De ahí que, para seguir el recorrido de lugares y acontecimientos vivenciales que engendran el mundo narrativo inclemente y emboscado de Müller, estos ensayos son de gran utilidad. Es más, también ayudan a encontrar claves de acceso a las imágenes perturbadoras de su poesía, que ha ido presentando en poemas collage de aterradora belleza. Al final de cada trecho del rastreo autobiográfico, las citas de sus versos fantásticos, crudos y enigmáticos han adquirido una nueva luz, también gracias a la transparente traducción de Isabel García Adánez. Así, disimuladamente, los ensayos pasan de la historia personal al terreno propio de la deliberación poética, que Müller despoja de cualquier borla académica-teórica, desmontando a su vez el mito de la literatura autobiográfica. "A lo vivido en tanto proceso ni le importa lo más mínimo la escritura, no es compatible con las palabras. (...) Para describirlo es necesario recomponerlo a la medida de las palabras y reinventarlo por completo. (...) Hay que demoler las presunciones de lo vivido para poder escribir sobre ello, apartarse de cualquier camino real para tomar uno inventado, porque tan sólo éste podrá parecerse al primero".

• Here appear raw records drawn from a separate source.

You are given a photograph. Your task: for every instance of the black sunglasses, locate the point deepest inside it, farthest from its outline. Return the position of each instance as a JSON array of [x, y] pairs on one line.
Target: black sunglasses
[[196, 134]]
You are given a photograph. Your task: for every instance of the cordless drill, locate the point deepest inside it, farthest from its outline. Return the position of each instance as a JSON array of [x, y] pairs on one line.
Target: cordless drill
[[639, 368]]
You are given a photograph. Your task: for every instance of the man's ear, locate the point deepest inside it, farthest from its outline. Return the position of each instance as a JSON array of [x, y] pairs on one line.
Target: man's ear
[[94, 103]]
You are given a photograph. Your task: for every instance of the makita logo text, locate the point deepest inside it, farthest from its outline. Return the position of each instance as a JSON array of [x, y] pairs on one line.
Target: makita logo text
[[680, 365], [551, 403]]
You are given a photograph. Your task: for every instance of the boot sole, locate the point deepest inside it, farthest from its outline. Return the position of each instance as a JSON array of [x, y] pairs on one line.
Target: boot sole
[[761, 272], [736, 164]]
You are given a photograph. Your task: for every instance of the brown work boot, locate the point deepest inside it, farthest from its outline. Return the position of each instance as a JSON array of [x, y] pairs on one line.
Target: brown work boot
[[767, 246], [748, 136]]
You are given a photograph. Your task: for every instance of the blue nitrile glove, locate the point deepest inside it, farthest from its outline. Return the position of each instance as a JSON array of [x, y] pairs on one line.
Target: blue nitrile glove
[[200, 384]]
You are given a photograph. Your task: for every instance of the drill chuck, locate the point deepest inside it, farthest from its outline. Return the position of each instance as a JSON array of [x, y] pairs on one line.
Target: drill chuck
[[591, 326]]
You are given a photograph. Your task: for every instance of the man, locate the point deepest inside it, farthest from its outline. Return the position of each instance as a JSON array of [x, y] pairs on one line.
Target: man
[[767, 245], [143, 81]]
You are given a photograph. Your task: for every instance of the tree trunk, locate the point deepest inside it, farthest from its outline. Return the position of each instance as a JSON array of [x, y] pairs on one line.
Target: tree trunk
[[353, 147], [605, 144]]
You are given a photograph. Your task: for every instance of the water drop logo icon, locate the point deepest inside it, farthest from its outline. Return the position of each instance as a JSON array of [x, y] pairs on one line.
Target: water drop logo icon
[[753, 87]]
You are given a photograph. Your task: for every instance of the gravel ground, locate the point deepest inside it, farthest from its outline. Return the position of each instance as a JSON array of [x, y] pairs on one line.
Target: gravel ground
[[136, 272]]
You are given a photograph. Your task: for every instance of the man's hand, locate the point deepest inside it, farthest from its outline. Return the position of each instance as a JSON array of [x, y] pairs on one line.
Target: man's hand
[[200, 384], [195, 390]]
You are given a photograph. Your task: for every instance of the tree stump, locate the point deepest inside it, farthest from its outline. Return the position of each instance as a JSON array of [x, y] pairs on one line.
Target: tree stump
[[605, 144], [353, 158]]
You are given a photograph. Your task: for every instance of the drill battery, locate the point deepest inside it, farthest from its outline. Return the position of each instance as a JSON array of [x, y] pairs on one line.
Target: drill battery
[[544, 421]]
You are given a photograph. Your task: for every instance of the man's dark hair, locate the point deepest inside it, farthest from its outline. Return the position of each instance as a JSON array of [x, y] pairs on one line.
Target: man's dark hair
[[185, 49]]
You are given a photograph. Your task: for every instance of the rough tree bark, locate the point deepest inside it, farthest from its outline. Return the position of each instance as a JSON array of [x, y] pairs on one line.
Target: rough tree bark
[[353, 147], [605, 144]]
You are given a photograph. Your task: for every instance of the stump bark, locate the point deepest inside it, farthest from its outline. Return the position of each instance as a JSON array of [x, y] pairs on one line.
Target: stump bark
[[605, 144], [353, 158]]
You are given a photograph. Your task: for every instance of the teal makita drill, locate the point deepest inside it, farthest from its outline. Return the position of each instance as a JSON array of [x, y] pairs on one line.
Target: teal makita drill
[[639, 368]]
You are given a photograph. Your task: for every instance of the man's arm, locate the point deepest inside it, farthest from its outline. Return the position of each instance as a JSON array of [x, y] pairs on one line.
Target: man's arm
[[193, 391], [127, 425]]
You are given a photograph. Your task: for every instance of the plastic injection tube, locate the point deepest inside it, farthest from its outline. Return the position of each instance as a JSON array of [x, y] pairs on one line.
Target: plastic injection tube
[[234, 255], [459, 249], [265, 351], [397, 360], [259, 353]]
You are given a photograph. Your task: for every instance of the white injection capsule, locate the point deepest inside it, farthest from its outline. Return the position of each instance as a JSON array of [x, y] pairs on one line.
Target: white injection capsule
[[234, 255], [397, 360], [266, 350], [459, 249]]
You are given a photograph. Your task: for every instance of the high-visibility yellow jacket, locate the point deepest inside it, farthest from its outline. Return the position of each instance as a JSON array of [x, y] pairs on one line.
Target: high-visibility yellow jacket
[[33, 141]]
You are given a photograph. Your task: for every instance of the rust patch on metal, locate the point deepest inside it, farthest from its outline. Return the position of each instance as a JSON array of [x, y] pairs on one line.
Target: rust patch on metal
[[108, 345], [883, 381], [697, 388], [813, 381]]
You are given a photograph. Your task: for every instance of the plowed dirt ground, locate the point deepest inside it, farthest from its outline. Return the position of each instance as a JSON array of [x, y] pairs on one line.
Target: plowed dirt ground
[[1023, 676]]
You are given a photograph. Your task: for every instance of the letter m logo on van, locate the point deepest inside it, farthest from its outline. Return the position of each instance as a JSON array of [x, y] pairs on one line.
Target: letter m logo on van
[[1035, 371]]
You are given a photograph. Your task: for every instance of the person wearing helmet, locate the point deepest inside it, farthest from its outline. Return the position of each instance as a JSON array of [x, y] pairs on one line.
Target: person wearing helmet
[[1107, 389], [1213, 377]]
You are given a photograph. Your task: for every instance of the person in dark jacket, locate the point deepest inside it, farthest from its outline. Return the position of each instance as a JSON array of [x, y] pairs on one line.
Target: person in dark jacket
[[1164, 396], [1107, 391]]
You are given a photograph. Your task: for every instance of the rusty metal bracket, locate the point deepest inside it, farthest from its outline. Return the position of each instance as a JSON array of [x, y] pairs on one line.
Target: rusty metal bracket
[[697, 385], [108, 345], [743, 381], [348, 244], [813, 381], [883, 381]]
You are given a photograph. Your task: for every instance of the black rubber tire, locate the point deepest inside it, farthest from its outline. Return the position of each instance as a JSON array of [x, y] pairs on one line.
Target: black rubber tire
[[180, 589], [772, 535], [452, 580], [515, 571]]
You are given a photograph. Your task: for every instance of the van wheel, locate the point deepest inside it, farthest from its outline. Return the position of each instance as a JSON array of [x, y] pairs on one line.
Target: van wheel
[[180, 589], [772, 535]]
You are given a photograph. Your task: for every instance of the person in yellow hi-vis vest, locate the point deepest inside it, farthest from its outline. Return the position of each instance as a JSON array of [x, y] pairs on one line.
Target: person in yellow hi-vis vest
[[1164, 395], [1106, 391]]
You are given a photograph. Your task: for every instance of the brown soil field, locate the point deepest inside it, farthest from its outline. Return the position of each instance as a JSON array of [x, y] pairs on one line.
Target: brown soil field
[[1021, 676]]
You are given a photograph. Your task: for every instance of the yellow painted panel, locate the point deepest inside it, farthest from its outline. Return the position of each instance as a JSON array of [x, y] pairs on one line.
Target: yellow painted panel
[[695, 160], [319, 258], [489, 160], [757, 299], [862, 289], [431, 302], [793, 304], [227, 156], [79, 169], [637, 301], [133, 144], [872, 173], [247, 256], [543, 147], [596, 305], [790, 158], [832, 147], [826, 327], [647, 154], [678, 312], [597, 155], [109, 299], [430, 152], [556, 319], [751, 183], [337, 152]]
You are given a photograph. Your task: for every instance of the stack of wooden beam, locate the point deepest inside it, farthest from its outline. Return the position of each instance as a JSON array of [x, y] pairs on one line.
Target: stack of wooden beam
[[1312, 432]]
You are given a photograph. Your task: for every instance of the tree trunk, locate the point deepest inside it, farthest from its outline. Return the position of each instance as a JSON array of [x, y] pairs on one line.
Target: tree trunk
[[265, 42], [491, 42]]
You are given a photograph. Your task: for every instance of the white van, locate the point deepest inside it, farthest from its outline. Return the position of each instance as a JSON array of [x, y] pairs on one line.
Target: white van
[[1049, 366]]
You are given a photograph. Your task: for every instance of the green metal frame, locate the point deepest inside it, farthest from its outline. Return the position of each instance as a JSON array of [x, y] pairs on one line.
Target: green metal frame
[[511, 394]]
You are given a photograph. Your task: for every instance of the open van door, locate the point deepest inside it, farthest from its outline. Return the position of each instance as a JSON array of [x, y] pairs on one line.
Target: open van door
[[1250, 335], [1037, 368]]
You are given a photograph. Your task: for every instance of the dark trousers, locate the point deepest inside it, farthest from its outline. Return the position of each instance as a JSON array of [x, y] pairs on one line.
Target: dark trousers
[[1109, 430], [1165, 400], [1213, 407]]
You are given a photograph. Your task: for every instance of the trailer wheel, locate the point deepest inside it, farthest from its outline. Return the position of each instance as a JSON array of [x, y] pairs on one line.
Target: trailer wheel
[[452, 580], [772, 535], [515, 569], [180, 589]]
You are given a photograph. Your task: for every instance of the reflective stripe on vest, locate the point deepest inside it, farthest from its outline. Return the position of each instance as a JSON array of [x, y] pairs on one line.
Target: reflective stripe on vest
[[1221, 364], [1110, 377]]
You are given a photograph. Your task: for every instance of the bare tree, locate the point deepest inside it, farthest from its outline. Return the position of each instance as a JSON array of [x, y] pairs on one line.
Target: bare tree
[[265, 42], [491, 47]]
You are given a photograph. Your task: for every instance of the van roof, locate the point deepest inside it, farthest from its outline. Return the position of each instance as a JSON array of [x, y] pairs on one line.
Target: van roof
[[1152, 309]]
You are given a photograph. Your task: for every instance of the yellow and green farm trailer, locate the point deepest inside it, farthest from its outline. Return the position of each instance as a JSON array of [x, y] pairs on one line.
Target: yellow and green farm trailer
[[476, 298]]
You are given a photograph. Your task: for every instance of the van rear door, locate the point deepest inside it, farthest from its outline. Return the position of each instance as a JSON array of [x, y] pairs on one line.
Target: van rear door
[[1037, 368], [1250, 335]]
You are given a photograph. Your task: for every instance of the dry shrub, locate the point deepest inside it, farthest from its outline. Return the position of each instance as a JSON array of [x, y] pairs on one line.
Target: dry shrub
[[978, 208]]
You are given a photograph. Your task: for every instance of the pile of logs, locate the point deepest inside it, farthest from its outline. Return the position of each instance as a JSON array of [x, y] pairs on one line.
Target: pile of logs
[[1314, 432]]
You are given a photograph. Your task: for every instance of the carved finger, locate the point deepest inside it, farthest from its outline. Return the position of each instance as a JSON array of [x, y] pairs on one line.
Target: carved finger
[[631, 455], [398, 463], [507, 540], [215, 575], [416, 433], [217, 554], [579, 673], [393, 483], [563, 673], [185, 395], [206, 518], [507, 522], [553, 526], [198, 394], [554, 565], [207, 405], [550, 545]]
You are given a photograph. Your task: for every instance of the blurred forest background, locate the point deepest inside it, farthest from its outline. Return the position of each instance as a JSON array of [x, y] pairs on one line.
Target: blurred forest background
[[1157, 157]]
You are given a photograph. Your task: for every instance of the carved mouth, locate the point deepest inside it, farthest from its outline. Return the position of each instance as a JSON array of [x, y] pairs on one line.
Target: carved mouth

Sin embargo, estos ensayos no tendrían el efecto que tienen -lo vergonzoso mentado al principio-, si no fuera por otra cosa: en ellos se percibe una punzante necesidad de explicarse y legitimarse. Pues, la víctima que se ha salvado se ve enfrentada de repente, en su vida en libertad, con el cuestionamiento de su trastorno, debe responder a la incredulidad de los saturados ciudadanos occidentales. Su aprendizaje de la libertad va a la par con una renovada pérdida de confianza: en la capacidad de entendimiento y en la empatía ajena. Señalar este efecto secundario, que yo sepa, es único en la literatura de esta temática. Y nos implica a nosotros, los lectores: nos asigna una parte de responsabilidad con unos destinos que no están tan apartados de los nuestros.